Sushi making📍 Tokyo

Sushi making class in Tokyo — press nigiri with a chef, English-friendly (and how to book)

Press real nigiri beside a Tokyo sushi chef and eat your own work — English-friendly classes from about ¥13,000, plus Tsukiji market-tour combos for food lovers.

A sushi chef at work behind the counter of a Tokyo sushi restaurant
Joe deSousa (Mustang Joe) · CC0 1.0

At a glance

The honest go-info
Language
English-friendly — hosted or guided in English
Duration
1.5–2 hours (class only) / 3–4 hours (market tour + class)
Price
From about ¥13,000 for a 1.5-hour class; about ¥17,600 with a Tsukiji market tour (as of July 2026)
Booking
Reserve in advance — walk-ins are not guaranteed
Nearest station
Asakusa, Tsukiji or Nakameguro Station (depends on the class)
What to wear
Anything casual — aprons are provided. Tie back long hair, keep nails short, and take off rings and watches before you touch the rice. For market-tour combos wear comfortable shoes: Tsukiji's lanes are crowded and the tour is a full hour on foot.
Good for
first-timers, families with kids, food lovers, couples

The way · 道

  1. ArriveAsakusa, Tsukiji or Nakameguro Station (depends on the class)
  2. EtiquetteA few quiet manners go a long way — read the form first
  3. DoSushi making
  4. BookReserve your slot below

The short answer

A sushi making class in Tokyo is the most bookable food experience in Japan: you stand at a counter beside a chef, season the rice, learn the hand shape, and press real nigiri yourself — then eat everything you made. English-friendly classes run daily in Asakusa, Tsukiji and Nakameguro, from about ¥13,000 for a 1.5-hour class (as of July 2026) up to about ¥17,600–¥19,500 for market-tour combos and restaurant masterclasses. Book online a few days ahead — the small classes fill first.

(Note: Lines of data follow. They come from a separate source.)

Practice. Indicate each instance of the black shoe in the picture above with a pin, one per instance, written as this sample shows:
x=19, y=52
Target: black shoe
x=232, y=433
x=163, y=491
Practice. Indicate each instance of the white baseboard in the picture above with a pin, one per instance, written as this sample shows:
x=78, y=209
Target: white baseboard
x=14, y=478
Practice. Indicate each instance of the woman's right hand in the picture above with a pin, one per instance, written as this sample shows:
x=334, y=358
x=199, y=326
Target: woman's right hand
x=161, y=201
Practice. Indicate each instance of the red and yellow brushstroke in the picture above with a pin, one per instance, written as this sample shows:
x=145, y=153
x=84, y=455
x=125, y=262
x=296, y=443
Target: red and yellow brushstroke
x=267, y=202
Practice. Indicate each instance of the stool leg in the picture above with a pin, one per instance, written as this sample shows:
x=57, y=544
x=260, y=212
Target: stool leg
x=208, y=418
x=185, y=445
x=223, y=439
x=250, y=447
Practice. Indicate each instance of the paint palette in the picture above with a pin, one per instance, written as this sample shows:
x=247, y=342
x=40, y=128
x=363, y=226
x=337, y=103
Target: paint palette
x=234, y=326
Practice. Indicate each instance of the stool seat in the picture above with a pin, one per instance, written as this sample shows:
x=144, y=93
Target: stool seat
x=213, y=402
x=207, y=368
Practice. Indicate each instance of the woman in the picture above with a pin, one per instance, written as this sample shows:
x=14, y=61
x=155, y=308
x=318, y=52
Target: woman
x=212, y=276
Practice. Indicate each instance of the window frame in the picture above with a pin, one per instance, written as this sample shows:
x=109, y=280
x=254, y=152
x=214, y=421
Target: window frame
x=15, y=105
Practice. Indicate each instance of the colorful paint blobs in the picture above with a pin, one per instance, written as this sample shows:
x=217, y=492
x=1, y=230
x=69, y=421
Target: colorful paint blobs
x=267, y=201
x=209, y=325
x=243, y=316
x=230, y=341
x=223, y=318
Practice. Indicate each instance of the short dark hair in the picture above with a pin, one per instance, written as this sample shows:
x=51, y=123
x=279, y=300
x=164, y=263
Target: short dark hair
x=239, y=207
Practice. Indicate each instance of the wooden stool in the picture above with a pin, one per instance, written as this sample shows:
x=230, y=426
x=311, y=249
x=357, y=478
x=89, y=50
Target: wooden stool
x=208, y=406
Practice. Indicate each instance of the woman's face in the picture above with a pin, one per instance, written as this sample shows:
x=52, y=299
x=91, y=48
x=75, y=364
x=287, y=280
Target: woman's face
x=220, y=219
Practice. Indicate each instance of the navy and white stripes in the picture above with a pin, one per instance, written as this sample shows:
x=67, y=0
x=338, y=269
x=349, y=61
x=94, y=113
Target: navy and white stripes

This page is the honest go-info: the two formats, three operators we verified directly (plus one platform option), real prices, and the etiquette nobody tells you.

Class only, or market tour + class? (choose before you book)

Tokyo sushi classes come in two shapes:

  • Hands-on class only (1.5–2 hours) — you go straight to the studio or restaurant, learn shari (seasoned sushi rice), nigiri and maki rolls, and eat your work as the meal. Cheapest, easiest with kids or a tight itinerary.
  • Market tour + class (3–4 hours) — you first walk Tsukiji Outer Market with your instructor, watching how the fish is chosen, then head back to the kitchen and turn the morning's shopping into sushi. Costs more and takes half a day, but it's the version food lovers remember: source-to-plate in one morning.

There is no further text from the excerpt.